I thought the performance was completely dominated by the network, but
apparently it isn't?
Oh, now I see, the set_cpe_info is in fact O(#cpe_packages *
#buildroot_packages), so 17 minutes is just 1ms for the inner loop, which
doesn't sound entirely unreasonable.
> I hope other people can give more input about the last three items above.
>
> On Thu, May 10, 2018 at 03:58 PM, Matt Weber wrote:
>
>> support/scripts/pkgstats: add CPE reporting
>
> nit: support/scripts/pkg-stats: add CPE reporting
>
> [snip]
>> + def find_partial(self, cpe_str):
>> + print("CPE: Searching for partial [%s]" % cpe_str)
>
> This ...
>
>> + for cpe in self.all_cpes['cpe-list']['cpe-item']:
>> + if cpe_str in cpe['cpe-23:cpe23-item']['@name']:
>> + return cpe['cpe-23:cpe23-item']['@name']
>> +
>> + def find(self, cpe_str):
>> + print("CPE: Searching for [%s]" % cpe_str)
>
> ... and this make the script very verbose.
>
> It generates 4000+ lines to stdout when generating the html.
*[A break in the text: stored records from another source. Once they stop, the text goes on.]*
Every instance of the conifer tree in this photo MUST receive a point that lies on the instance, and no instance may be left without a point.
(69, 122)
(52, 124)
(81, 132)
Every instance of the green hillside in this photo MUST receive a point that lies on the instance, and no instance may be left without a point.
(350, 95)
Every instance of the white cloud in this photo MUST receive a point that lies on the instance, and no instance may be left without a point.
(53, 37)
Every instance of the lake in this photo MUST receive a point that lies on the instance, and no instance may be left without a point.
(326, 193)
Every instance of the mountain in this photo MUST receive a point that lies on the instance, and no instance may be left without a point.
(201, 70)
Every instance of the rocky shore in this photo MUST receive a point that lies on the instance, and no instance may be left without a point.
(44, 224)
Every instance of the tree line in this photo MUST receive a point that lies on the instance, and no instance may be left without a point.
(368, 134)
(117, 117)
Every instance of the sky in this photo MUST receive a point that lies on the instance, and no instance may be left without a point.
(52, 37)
> Should we remove it from the final version?
> Should we add a -v option for debug?
>
> It seems to me it can be removed.
Well, if it takes 17 minutes, it's nice to see some progress... But if you can
reduce it to 4 minutes the need isn't there so much.
[snip]
>> + cpe_dict = CPE()
>> + cpe_dict.get_xml_dict()
>> + if args.cpe_report:
>> + print("Performing Target CPE Report Analysis...")
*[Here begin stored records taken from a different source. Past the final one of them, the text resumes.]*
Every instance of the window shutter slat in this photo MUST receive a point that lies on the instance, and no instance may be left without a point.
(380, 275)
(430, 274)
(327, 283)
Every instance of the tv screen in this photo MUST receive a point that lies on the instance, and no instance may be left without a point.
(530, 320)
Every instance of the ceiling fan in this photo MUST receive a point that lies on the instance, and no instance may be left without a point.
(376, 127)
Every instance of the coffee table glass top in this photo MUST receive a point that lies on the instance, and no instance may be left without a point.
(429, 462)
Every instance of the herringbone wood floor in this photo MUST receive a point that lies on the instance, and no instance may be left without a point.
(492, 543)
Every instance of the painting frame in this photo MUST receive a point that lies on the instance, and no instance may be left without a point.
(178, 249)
>> + get_target_cpe_report(args.cpe_report, cpe_dict)
>> + elif args.output:
>
> This is not common in other scripts in the tree. All checks between options are
> done at the start of __main__.
> But having two different code paths is not common either (in the scripts in the
> tree), so it seems to me it makes sense here.
> Maybe others disagree.
The way I see it, there is almost no commonality between the script with the -c
option and the normal pkg-stats, so it makes no sense to have them in the same
script. I would split off the CPE class into a separate module that would be
imported into this script and a new cpe_report script.
>
>> + print("Build package list ...")
>> + packages = get_pkglist(args.npackages, package_list)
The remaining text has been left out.